The report also argues for more robust investments in graduate medical education in community-based settings. Hospital-based graduate medical education receives much more funding, and Hollister cites that as another barrier to new physicians choosing primary care.
“When physicians are trained in sort of highly complex hospital-based environments, they have a tendency to move into more specialized fields,” Hollister says. “When they're trained in where they take care of patients, if you will, and in a community-based environment of training, they tend to stay there.”
Price of lower investments
There are consequences to the lack of investment in primary care, Hollister says.
Those without easy access to a primary care physician don’t get preventive care that can help them avoid more serious health conditions. Often, if patients without a doctor get sick, they end up in urgent care or a hospital emergency room, which adds cost to the system.
Even if that issue gets resolved, those patients without a primary care doctor may not be getting follow-up they need to avoid complications.
Healthcare and hospital leaders have expressed concerns about the possibilities of cuts to Medicaid, which they say would make it harder for Americans to get the care they need. They have also argued that it will lead to higher costs for hospitals and the entire healthcare system, if patients end up going to the emergency room because they have no other options.
“So the paradoxical thing is, spending more on primary care actually reduces healthcare total costs,” Hollister says. “And I think it's clear that that has to do with access. It has to do with people getting in the door to primary care and primary care being able to then, in an inexpensive way, manage the issue.”

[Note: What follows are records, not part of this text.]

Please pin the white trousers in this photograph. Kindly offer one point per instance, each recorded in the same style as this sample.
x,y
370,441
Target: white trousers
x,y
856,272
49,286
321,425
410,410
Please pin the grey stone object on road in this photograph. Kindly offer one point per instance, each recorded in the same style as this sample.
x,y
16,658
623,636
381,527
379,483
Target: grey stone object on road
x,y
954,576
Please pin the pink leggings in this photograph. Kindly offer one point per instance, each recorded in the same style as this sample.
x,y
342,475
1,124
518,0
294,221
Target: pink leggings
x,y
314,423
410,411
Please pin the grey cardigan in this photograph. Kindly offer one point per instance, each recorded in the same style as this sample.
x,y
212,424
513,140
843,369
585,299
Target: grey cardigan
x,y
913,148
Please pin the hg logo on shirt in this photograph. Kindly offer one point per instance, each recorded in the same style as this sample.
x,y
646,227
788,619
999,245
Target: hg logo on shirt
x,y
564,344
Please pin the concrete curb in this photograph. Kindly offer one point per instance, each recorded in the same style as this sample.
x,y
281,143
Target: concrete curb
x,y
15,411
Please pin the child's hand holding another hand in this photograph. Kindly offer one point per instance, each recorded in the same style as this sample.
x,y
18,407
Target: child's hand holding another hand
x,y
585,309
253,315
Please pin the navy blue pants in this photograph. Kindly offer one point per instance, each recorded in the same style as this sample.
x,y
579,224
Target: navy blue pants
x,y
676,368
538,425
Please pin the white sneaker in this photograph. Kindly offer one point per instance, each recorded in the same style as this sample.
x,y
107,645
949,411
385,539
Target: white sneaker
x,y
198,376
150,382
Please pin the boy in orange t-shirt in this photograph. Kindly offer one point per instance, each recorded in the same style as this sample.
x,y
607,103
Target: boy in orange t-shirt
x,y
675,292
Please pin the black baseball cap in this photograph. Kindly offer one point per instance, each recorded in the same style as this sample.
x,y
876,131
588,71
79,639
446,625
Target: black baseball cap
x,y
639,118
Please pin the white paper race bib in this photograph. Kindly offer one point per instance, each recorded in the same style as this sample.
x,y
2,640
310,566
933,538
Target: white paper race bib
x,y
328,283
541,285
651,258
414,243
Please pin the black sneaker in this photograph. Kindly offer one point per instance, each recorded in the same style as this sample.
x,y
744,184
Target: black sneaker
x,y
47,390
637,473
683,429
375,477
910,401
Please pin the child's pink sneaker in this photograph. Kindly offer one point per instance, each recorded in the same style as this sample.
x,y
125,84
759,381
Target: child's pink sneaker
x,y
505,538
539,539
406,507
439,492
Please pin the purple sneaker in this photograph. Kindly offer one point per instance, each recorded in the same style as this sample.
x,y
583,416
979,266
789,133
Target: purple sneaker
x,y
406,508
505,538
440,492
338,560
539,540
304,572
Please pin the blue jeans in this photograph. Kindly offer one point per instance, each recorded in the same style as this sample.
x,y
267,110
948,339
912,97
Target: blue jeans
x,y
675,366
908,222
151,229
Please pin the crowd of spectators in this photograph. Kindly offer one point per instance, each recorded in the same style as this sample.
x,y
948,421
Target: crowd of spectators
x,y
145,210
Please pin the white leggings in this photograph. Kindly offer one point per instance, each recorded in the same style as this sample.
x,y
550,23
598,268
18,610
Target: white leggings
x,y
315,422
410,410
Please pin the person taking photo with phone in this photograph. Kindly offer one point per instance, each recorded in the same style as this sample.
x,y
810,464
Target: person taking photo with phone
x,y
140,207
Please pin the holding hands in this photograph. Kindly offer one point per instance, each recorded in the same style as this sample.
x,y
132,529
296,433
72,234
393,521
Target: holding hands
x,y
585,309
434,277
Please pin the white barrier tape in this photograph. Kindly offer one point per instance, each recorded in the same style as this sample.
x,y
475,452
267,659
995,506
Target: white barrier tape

Hollister points to his own work as a physician, where he sees patients with multiple chronic diseases. He helps them manage their illnesses and make sure that their medications don’t conflict and cause problems.
“Primary care has to be uplifted, if you will,” he says. “And what this study is showing is that our support of primary care is insufficient, and because of that, the physician pipeline is really crumbling, and we need to do something in a hurry to get this thing on the right rail.”
Hollister says his practice is hampered by staff shortages, inflation and declining Medicare reimbursements. At the same time, he’s seeing more patients with multiple chronic diseases.
“We need to be using healthcare dollars more intelligently and spending them more carefully within primary care,” he says. “And oftentimes that just means paying primary care practices more money so that we can have those effective teams, so that we can provide that access to care.”